In Hecht v. United Collection Bureau, Inc.[1] a recent case from the Second Circuit Court of Appeals, the plaintiff, Ms. Hecht, appealed from a judgment of the U.S. District Court for the District of Connecticut which had rejected Ms. Hecht's Fair Debt Collections Practices Act ("FDCPA") claims against United Collection Bureau, Inc. ("UCB"), and had held that the judgment in the class action Gravina v. United Collection Bureau, Inc.[2] precluded her case under the doctrine of res judicata.[3]
In her appeal to the Second Circuit, Hecht did not dispute that res judicata applied; rather, she argued that binding her to the judgment in Gravina would violate due process because the notice of class certification and settlement in that case was constitutionally inadequate. The Second Circuit agreed.
Ms. Hecht's complaint against UCB in the lower court had alleged that debt collector UCB violated 15 U.S.C. 1692d(6) by placing telephone calls without meaningful disclosure of the caller's identity, and 1692e(11), by failing to disclose in its initial communication that the debt collector was attempting to collect a debt and that any information obtained would be used for that purpose. UCB responded with a motion to dismiss, arguing that Ms. Hecht's claims had already been litigated in Gravina. In support, UCB produced documents from the Gravina case that showed that the claims in that case were materially identical to Ms. Hecht's claims.
Included in those documents was the Gravina Settlement Order, which provided for each named class representative to receive $2,500, for the remainder of the class to get a negligible payment, which would be paid into the court's cy press[4] fund, and permanently enjoined UCB to use its best efforts to correct the behavior that had allegedly violated the FDCPA. With the court's approval, notice of the settlement was published in one national paper, USA Today, one time.
In the District Court, Ms. Hecht argued that the settlement did not bind her because it was published only once in one publication. The District Court disagreed, noting the "miniscule" amount of money at stake. Ms. Hecht appealed.
In deciding Ms. Hecht's appeal, the Appellate Court applied a two step analysis. First, stated the court, it must determine if Ms. Hecht had a due process right to notice and the opportunity to opt out of the Gravina settlement. If so, then it would decide whether the Gravina notice satisfied due process.

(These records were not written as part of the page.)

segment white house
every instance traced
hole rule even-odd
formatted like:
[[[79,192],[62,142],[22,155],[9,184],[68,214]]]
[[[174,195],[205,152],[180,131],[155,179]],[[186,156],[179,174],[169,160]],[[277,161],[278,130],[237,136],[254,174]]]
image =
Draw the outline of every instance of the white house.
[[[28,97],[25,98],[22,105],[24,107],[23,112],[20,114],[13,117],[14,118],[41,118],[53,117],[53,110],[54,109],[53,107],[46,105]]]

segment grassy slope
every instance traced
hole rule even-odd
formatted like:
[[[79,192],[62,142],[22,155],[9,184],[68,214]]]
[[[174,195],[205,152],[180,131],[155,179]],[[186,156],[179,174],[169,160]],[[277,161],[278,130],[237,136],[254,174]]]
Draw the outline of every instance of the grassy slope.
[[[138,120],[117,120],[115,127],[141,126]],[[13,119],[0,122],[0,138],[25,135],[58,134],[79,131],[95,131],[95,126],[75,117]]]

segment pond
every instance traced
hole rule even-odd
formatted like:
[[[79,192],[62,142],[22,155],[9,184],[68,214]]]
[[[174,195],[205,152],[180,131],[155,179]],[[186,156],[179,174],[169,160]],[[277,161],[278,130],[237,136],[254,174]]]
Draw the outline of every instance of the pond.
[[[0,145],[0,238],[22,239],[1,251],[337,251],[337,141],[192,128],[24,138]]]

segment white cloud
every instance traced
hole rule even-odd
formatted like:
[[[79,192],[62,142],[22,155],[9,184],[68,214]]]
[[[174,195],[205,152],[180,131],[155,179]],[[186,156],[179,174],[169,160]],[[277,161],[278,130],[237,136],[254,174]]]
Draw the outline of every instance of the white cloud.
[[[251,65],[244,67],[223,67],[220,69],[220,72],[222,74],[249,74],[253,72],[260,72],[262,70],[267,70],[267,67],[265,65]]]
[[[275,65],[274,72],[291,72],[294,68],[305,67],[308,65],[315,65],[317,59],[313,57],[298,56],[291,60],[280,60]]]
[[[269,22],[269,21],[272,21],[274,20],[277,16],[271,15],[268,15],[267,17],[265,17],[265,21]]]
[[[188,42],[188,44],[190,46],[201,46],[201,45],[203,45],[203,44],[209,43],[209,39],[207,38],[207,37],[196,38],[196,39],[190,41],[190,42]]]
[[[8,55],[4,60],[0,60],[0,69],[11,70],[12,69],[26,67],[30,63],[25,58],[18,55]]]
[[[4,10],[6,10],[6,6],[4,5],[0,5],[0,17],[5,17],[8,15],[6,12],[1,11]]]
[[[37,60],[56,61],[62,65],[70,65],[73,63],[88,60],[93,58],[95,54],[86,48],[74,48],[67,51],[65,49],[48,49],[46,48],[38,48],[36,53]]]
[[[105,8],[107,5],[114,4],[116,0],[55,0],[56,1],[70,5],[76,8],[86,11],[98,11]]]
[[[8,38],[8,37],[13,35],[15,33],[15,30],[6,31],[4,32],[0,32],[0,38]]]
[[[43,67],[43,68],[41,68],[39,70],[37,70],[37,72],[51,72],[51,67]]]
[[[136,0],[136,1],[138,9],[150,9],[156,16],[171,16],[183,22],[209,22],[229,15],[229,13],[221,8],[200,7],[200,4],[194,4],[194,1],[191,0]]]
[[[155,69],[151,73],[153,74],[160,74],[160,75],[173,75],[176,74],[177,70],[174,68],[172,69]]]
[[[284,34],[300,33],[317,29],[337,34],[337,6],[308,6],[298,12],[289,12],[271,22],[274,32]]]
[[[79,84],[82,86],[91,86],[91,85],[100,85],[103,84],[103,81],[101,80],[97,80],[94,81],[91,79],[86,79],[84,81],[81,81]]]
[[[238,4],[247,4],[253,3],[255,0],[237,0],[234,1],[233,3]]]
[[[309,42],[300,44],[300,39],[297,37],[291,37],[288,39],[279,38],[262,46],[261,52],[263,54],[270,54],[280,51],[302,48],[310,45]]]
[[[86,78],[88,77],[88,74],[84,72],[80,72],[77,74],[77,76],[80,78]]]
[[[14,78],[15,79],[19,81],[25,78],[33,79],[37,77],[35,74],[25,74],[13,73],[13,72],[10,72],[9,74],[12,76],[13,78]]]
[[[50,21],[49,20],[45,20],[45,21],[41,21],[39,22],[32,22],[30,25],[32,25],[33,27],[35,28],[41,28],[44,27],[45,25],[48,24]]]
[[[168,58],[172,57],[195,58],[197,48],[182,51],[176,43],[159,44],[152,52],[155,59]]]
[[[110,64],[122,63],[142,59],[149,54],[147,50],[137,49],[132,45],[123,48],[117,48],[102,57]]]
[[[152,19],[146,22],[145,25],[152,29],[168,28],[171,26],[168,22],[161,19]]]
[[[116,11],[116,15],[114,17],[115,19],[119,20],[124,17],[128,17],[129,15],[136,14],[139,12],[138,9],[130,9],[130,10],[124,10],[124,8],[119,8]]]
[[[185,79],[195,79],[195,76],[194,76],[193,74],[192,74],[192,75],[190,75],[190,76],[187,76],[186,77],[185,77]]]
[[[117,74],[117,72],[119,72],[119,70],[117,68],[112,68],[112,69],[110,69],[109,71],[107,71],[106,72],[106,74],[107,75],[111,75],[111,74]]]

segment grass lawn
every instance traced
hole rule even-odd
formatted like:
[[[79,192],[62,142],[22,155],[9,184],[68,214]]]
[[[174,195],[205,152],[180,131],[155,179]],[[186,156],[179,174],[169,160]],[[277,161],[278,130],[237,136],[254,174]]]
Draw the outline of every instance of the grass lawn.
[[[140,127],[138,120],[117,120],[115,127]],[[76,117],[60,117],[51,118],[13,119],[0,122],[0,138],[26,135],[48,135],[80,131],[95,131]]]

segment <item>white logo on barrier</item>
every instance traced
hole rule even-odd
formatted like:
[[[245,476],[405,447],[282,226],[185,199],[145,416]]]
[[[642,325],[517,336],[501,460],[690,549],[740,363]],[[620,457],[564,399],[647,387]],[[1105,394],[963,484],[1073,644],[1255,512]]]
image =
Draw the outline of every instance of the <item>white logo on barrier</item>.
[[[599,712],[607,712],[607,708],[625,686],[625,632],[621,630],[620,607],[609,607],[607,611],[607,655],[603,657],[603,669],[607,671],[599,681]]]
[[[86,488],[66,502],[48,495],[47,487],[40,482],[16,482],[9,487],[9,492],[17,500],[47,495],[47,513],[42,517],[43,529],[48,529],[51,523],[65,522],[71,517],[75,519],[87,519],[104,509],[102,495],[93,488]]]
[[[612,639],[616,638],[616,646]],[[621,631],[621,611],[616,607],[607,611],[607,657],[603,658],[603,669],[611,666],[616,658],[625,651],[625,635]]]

In class action cases, Fed. R. Civ. P. 23, as interpreted by the Supreme Court in Wal-Mart Stores, Inc. v. Dukes,[5] provides that "absent class members have a due process right to notice and an opportunity to opt out of class litigation when the action is 'predominantly' for money damages." In the Gravina case, stated the court, the FDCPA does not allow for recovery for injunctive relief, nor did the plaintiffs ask for it in their complaint. Plaintiffs did, however, request maximum allowable money damages. Thus, the court concluded that the action was "predominantly for money damages," and that Ms. Hecht was entitled to the due process right to notice and the opportunity to opt out.
Turning to the sufficiency of notice in Gravina, the court cited to the notice standards as set forth by the Supreme Court in Mullane,[6] and noted that while "constructive notice by publication may be sufficient to satisfy due process," the single notice printed in USA Today in Gravina did not do so. In fact, stated the court, "It is difficult to imagine a manner of providing notice more akin to the "mere gesture" deprecated in Mullane, or less "reasonably calculated to apprise interested parties of the pendency of the action," than the Gravina notice."
Sheril Stanford
[1] 2010 WL 3538269 [2d Circ., August 17, 2012, No. 11-1327].
[2] No. 09-Civ. 4816 (E.D.N.Y. Nov. 29, 2010).
[3] A legal term defined most basically as "already legally decided," meaning that a court cannot hear the issue again.
[4] Essentially a charitable fund.
[5] 564 U.S. ___, 131 S. Ct. 2541, 2558-59 (2011).
[6] Mullane v. Cent. Hanover Bank & Trust Co., 339 U.S. 306, 315 (1950).